Vocação para margem (ou: “Non serviam”)

Alguns críticos do teísmo, como o falecido Christopher Hitchens, dizem que a religião é a causa dos males do mundo e a maior divulgadora de doutrinas estranhas e indefensáveis. Para eles, por exemplo, o respeito absoluto à liberdade humana por parte de Deus, inclusive depois da morte, é absurdo (o inferno); o esforço humano pelo equilíbrio na obtenção dos prazeres é uma afronta (ascese). No fundo desta postura está a premissa: o que não entendo é um absurdo. Como a dor não tem sentido para os ateus, o inferno como lugar de dor eterna é algo incompreensível; do mesmo modo, como o prazer não pode se submeter a regras, a ascese humana para ordenar as paixões é uma violência, a seus olhos. Para eles, a religião, e o cristianismo em particular, é castradora. No entanto, é justamente o contrário. O pensamento de matiz religioso e especialmente o espírito cristão católico é mais inclusivo e abrangente que o ateísmo puro e simples. O cristão católico não ignora nada: o mundo não é um lugar de onde se deva fugir, mas um campo de batalha que tem o leigo como infantaria entusiasmada; a dor não é uma inimiga, como pensam os ateus, mas uma aliada, se bem entendida; nem a morte, mal irremediável para os ateus – Hitchens que o diga! – tem a palavra final para os cristãos. Enfim, entre os ateus e os cristãos, quem vive castrado, sem poder aproveitar tudo (tudo mesmo!) que nosso mundo oferece são os ateus, pois eles só aceitam o prazer e não a dor; a vida e não a morte; a força, nunca a fraqueza. Nós outros, pelo contrário, assumimos tudo o que o mundo tem para nos dar. Os cristãos só não assumem o amor ao pecado, o apego ao mal. Mas aqui, nem os ateus aceitam. Para cristãos e ateus, amar o mal é inconcebível. Enfim, para os cristãos toda situação pode ser inserida em um projeto divino, a que o homem deve aderir para ser feliz. No nível pessoal, isso significa que toda pessoa tem uma vocação. Mas há algumas pessoas que tem vocação para margem.

Vocação para margem têm aquelas pessoas que, na juventude, criticavam a Igreja Católica por razão de sua apatia no campo político. Atacavam a doutrina, afirmando que ela não era suficientemente atual, capaz de dialogar com os nossos tempos. Apedrejavam os seus sacerdotes, dizendo que eles pareciam homens parados no passado, que deviam ser como os outros homens comuns, para que seu discurso fosse mais próximo dos seus paroquianos. Em outras palavras, na juventude essas pessoas se colocavam na margem esquerda, atacando a Igreja como representante do atraso, do antigo, do status quo.

Não raro, essas mesmas pessoas que queimavam a bandeira dos EUA aos 15 anos, quando fazem 40 passam por mais um processo de conversão e mudam de margem.
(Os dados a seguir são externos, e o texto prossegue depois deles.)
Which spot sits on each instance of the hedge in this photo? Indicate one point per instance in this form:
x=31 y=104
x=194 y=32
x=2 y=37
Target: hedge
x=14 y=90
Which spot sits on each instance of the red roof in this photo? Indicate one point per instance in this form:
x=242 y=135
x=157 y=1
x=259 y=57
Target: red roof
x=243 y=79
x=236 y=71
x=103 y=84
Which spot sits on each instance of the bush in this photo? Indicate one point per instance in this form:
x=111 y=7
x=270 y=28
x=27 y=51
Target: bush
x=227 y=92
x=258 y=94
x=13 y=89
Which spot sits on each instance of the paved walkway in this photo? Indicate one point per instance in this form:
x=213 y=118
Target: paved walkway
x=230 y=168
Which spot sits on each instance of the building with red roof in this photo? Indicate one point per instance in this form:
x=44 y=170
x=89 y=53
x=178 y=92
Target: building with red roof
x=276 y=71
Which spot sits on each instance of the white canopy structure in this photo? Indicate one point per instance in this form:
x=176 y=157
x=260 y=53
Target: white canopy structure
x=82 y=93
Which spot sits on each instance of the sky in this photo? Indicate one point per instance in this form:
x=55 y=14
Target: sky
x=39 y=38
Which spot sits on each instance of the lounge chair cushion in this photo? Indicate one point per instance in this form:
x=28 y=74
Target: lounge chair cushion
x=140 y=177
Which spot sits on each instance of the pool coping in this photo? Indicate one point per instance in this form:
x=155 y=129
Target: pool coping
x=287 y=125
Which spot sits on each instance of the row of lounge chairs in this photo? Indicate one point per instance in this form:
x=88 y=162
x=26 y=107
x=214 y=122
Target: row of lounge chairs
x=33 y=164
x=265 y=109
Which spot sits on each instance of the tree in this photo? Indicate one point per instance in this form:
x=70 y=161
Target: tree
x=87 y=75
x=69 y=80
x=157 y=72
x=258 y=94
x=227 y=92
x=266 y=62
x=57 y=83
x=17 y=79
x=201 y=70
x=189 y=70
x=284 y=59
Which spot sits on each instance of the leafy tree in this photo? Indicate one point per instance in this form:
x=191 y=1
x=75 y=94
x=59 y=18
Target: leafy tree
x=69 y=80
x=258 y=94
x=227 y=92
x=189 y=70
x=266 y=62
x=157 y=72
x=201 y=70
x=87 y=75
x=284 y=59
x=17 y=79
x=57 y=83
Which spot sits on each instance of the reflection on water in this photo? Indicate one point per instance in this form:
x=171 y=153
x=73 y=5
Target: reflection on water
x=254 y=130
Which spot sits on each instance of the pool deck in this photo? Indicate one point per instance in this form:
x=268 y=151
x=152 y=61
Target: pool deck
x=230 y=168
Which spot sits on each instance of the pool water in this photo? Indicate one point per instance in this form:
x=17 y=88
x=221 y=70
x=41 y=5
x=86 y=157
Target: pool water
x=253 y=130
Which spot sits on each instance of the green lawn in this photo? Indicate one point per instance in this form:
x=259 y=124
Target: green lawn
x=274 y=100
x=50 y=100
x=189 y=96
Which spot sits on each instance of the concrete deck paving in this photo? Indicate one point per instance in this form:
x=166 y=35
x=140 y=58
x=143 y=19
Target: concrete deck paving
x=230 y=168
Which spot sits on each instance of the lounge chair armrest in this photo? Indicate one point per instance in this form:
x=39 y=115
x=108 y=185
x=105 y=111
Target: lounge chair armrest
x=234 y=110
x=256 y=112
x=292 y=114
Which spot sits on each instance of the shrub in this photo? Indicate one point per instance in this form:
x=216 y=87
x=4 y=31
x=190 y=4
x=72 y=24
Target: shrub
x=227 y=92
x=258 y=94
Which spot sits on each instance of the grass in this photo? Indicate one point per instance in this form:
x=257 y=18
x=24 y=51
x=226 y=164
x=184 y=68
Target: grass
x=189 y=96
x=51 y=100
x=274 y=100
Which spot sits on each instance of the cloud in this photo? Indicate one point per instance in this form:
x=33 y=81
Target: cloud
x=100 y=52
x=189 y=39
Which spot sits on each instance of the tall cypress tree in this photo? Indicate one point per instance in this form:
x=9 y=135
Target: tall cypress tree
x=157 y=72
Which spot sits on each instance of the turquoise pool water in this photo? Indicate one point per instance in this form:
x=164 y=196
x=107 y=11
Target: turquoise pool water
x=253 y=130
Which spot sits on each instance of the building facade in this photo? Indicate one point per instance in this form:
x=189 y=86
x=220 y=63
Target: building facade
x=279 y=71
Aí, descobrem que a Igreja Católica está demasiadamente envolvida com a política. Reclamam que a doutrina ensinada por aí está por demais atualizada, pondo em risco os conteúdos tradicionais. Criticam os sacerdotes, mas agora é por causa da sua lida mui próxima do povo, muito envolvidos com os problemas das pessoas e pouco espirituais. Na idade madura, eles continuam atacando a Igreja, mas da margem direita. Afinal, eles invocam que têm vocação para margem.

Na verdade, ninguém tem vocação para margem, mas há pessoas que sentem a necessidade quase vital de criticar. Da perspectiva moderna ou antiga, enquanto o mundo não se adequa a suas opiniões essas pessoas tornam-se renitentes e, não raro, violentos e injustos analistas da prática alheia. Como uma paródia do “Non Serviam” satânico, elas têm a tarefa pessoal de consertar o rumo da Nau da Igreja, seja orientando-a mais para a direita, seja mais para a esquerda, segundo seus próprios julgamentos. Quem tem vocação para a margem encontra grande dificuldade de deixar-se guiar pelo Doce Cristo na Terra e acha quase incompreensível o texto das Chaves de Pedro (Mt 16, 16ss).

Antes de levantarem os olhos para criticar as ações da Igreja, elas deveriam lembrar o Princípio de Gamaliel, descrito em At 5, 34ss: é preciso ter o cuidado de evitar, demasiadamente apegado às próprias opiniões, aconteça que guerreemos contra o próprio Deus, colocando-nos do lado dos seus inimigos. Afinal, não é esse o princípio dos demônios? Nunca servir?